Pythagoras? No, not quite. The quote is right, but it comes from Heracleitos' though it appears that some "occult" sources online attribute it to "PYTHAGOREAN ETHICAL SENTENCES FROM STOBÆUS". In another work (Lost Light) Kuhn blames Clement for the attribution to Pythagoras, although he doesn't say what work of Clement this was in either.
So Kuhn hardly proves that we have here any sort of universal sentiment, much less a Biblical one; we have a hint that Paul was of Gnostic bent, but no actual analysis (as we do here) of texts. It gets no better; we are told, Plato himself said that "men are placed in the body as in a prison" but this appears rather to have been a comment of Proclus, some 800 years later, on Plato (see comment from here by someone using reputable sources).
So likewise a saying attributed to Virgil ("For souls are deadened by earthly forms and members subject to death."), without source, appears credited only in Kuhn's work and that of others using him online.
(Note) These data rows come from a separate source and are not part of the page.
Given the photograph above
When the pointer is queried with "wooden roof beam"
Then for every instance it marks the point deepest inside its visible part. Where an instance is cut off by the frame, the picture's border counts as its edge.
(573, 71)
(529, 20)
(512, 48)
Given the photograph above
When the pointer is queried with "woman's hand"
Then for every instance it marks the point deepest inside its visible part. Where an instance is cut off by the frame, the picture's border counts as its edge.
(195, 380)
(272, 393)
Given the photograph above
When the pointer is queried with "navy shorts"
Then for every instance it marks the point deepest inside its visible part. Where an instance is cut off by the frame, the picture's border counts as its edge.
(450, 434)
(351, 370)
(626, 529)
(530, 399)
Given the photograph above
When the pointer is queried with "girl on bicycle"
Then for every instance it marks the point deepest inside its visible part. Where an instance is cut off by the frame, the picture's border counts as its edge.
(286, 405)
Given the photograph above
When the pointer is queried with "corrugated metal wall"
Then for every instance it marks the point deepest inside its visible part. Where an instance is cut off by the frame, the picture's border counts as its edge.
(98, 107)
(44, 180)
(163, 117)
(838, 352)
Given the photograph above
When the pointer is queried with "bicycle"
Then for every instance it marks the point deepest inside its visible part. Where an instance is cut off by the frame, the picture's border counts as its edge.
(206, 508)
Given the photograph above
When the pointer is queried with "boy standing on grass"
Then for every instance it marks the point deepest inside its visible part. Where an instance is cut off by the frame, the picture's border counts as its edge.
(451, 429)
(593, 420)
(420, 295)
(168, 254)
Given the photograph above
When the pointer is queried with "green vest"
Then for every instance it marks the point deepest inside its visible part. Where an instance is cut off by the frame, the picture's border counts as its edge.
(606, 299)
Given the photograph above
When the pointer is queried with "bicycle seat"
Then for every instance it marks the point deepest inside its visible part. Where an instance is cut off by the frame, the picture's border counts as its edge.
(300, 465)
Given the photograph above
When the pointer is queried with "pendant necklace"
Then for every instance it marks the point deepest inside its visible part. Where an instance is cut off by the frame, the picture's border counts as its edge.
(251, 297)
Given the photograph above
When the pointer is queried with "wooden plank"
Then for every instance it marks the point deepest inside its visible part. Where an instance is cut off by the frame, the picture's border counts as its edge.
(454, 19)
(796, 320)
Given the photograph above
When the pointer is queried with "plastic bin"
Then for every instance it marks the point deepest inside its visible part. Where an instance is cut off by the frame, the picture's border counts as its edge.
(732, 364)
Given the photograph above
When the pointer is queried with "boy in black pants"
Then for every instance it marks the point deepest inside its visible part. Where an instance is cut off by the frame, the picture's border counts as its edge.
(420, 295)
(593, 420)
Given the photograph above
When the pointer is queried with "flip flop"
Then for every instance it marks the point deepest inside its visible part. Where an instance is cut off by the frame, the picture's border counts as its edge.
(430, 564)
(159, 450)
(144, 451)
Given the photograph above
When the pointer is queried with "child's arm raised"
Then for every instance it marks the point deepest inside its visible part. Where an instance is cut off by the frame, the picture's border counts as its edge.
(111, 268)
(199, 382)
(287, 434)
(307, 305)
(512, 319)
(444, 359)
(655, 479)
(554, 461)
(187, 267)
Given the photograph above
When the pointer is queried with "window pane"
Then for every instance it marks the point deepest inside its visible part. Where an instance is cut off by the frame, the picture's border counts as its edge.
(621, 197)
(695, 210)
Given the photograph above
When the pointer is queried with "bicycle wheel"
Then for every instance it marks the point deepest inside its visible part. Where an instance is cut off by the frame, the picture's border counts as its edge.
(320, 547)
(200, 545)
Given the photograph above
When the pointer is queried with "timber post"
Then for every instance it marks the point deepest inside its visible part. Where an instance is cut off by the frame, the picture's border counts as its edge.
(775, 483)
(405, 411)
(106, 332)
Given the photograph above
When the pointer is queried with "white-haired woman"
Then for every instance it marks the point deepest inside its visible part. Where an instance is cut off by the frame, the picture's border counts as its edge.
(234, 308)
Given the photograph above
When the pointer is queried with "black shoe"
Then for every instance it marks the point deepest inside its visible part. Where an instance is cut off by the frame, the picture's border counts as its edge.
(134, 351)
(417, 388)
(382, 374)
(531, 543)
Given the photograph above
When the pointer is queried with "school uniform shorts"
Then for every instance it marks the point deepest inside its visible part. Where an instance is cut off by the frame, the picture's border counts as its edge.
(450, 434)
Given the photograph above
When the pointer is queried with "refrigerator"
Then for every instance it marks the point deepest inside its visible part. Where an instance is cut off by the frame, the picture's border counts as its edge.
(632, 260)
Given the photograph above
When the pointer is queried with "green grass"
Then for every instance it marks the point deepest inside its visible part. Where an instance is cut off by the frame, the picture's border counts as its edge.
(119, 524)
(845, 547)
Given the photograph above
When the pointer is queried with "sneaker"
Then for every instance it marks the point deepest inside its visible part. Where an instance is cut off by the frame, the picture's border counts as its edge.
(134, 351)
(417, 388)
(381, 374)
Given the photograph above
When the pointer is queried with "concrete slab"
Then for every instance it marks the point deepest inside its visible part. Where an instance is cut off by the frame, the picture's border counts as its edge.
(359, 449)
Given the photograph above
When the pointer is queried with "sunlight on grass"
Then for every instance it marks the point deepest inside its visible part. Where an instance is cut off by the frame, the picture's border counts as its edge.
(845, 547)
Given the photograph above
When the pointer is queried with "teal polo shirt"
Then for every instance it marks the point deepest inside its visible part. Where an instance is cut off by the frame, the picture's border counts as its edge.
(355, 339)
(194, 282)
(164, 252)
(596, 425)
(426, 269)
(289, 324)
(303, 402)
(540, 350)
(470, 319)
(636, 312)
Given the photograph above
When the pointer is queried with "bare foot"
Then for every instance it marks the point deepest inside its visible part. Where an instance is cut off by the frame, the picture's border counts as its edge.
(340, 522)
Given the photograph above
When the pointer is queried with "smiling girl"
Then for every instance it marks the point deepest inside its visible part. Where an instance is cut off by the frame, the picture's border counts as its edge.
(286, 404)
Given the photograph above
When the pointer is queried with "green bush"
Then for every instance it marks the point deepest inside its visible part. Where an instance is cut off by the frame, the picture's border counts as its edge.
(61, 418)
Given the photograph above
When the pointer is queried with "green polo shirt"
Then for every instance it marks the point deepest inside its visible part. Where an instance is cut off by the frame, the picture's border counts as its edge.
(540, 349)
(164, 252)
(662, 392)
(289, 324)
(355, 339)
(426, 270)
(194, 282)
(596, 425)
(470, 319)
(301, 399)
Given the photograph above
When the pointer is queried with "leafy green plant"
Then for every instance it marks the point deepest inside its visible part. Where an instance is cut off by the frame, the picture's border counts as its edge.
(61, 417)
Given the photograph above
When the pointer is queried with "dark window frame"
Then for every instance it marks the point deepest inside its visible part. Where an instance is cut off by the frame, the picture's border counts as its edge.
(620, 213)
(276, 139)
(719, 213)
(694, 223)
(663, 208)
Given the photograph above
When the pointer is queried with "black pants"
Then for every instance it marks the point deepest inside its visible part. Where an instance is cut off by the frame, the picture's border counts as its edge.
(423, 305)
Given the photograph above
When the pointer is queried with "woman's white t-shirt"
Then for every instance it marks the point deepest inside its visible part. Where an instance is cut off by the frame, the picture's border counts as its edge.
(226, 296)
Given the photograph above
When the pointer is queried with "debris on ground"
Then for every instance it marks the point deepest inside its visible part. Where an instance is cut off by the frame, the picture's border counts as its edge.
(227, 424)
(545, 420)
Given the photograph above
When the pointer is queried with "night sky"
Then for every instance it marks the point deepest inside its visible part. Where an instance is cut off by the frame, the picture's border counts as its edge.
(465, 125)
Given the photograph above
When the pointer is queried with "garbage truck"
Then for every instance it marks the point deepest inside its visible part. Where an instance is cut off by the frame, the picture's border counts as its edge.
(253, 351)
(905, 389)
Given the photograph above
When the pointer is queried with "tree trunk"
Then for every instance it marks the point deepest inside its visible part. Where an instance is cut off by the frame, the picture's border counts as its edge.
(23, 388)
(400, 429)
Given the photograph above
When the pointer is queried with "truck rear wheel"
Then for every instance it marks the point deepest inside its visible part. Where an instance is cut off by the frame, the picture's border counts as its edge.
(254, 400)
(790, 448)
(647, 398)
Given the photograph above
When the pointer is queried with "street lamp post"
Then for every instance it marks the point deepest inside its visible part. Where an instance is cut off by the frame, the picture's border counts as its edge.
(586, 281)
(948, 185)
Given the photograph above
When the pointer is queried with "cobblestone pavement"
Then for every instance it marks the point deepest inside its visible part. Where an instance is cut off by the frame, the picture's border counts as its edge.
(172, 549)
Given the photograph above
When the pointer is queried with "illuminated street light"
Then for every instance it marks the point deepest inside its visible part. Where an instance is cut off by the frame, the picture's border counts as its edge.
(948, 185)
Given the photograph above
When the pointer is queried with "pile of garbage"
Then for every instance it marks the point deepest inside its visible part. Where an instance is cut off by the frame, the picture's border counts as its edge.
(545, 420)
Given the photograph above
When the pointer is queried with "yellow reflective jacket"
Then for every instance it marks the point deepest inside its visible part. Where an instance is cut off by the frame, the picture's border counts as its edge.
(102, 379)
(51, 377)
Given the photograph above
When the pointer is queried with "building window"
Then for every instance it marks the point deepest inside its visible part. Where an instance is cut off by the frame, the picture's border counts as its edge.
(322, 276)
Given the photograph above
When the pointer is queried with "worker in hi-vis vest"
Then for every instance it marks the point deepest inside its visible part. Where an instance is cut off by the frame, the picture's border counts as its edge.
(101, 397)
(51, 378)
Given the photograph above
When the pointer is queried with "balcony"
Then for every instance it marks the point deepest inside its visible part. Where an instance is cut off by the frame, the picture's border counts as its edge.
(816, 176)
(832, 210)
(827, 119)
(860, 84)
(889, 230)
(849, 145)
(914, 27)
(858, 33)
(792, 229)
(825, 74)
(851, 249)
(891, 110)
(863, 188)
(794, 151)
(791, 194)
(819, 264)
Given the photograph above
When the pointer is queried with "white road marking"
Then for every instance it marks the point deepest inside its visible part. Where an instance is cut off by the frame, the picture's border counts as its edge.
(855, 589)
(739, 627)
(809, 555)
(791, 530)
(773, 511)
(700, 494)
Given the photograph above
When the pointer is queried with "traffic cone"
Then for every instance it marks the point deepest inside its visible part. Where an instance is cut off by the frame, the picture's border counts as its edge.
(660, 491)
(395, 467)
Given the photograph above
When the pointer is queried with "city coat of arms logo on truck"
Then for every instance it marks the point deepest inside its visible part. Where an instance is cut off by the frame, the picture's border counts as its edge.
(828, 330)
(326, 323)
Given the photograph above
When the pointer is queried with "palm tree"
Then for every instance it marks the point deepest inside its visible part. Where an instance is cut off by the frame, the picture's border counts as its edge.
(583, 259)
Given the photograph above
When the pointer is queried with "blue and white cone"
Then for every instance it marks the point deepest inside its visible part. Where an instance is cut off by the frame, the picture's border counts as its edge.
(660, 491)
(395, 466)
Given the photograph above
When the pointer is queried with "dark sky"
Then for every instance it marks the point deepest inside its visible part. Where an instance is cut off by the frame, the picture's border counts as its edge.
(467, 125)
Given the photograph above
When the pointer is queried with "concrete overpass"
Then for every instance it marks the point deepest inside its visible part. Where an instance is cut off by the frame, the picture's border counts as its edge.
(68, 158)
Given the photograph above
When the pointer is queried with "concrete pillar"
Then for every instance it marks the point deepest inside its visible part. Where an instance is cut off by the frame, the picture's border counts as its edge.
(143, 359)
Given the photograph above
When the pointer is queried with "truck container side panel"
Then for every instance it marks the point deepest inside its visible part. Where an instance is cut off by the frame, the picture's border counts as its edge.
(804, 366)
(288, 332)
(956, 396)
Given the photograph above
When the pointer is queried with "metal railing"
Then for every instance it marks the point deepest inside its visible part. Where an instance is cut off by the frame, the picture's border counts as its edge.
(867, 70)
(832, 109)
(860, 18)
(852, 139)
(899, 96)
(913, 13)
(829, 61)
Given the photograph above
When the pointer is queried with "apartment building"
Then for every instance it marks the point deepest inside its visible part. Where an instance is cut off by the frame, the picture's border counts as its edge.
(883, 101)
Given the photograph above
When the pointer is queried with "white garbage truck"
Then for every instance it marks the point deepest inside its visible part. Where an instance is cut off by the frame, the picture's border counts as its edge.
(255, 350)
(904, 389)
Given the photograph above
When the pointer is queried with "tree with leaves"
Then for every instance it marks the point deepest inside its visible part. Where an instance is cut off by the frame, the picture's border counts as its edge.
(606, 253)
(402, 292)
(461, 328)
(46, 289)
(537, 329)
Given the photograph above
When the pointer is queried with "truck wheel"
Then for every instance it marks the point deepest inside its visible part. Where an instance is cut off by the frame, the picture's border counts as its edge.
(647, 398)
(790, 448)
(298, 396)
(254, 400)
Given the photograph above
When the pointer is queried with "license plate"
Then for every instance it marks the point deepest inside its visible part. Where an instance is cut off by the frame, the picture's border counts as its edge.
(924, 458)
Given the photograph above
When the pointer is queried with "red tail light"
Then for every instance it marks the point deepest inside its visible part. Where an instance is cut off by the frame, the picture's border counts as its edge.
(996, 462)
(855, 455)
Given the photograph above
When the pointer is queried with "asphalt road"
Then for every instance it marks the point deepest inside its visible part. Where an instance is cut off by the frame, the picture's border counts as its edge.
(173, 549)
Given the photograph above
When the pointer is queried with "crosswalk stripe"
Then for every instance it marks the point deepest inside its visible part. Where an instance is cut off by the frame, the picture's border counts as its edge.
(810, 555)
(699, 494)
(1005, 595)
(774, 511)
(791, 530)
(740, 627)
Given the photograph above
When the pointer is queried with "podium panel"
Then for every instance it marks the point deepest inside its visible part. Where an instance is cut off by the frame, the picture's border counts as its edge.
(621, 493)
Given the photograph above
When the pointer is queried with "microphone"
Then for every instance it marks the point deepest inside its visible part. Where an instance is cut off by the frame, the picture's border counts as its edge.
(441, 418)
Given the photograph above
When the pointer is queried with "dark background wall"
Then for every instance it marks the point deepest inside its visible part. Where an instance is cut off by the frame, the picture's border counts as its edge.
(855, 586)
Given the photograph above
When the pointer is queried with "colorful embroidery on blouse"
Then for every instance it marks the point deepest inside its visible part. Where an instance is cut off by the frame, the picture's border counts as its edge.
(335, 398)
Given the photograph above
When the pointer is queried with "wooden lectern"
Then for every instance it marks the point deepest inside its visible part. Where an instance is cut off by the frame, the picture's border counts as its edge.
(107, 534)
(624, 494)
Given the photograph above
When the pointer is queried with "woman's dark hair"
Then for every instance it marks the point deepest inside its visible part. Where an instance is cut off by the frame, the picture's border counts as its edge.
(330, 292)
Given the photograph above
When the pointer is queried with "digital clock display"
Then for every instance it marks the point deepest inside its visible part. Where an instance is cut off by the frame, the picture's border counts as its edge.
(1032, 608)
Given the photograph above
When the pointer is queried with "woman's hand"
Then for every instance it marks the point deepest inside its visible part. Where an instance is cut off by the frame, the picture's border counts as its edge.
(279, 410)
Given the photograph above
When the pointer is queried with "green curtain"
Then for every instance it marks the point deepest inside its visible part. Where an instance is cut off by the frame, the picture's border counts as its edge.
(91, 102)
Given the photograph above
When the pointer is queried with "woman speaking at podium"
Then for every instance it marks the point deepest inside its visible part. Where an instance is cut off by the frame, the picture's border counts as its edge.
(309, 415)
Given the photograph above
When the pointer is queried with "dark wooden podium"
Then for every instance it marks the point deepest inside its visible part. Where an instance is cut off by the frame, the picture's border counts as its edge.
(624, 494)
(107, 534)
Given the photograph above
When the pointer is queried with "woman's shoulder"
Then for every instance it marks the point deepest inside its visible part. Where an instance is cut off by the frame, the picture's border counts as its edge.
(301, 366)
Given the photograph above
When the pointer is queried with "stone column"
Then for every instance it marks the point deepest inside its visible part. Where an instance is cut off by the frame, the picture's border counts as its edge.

Paul is credited with references to the "law of death" "which is in my members" and this is close enough to Romans 7, but while it would make sense summed up as Kuhn has it, "Flesh and body are at war with soul and spirit," indications are that Paul refers this to his state prior to being a Christian, and it must also be viewed in terms of the Jewish notion of unitive personality: flesh and spirit may indeed by in some disagreement, but the flesh is to be revitalized by God, and the spirit assisted by Him as well.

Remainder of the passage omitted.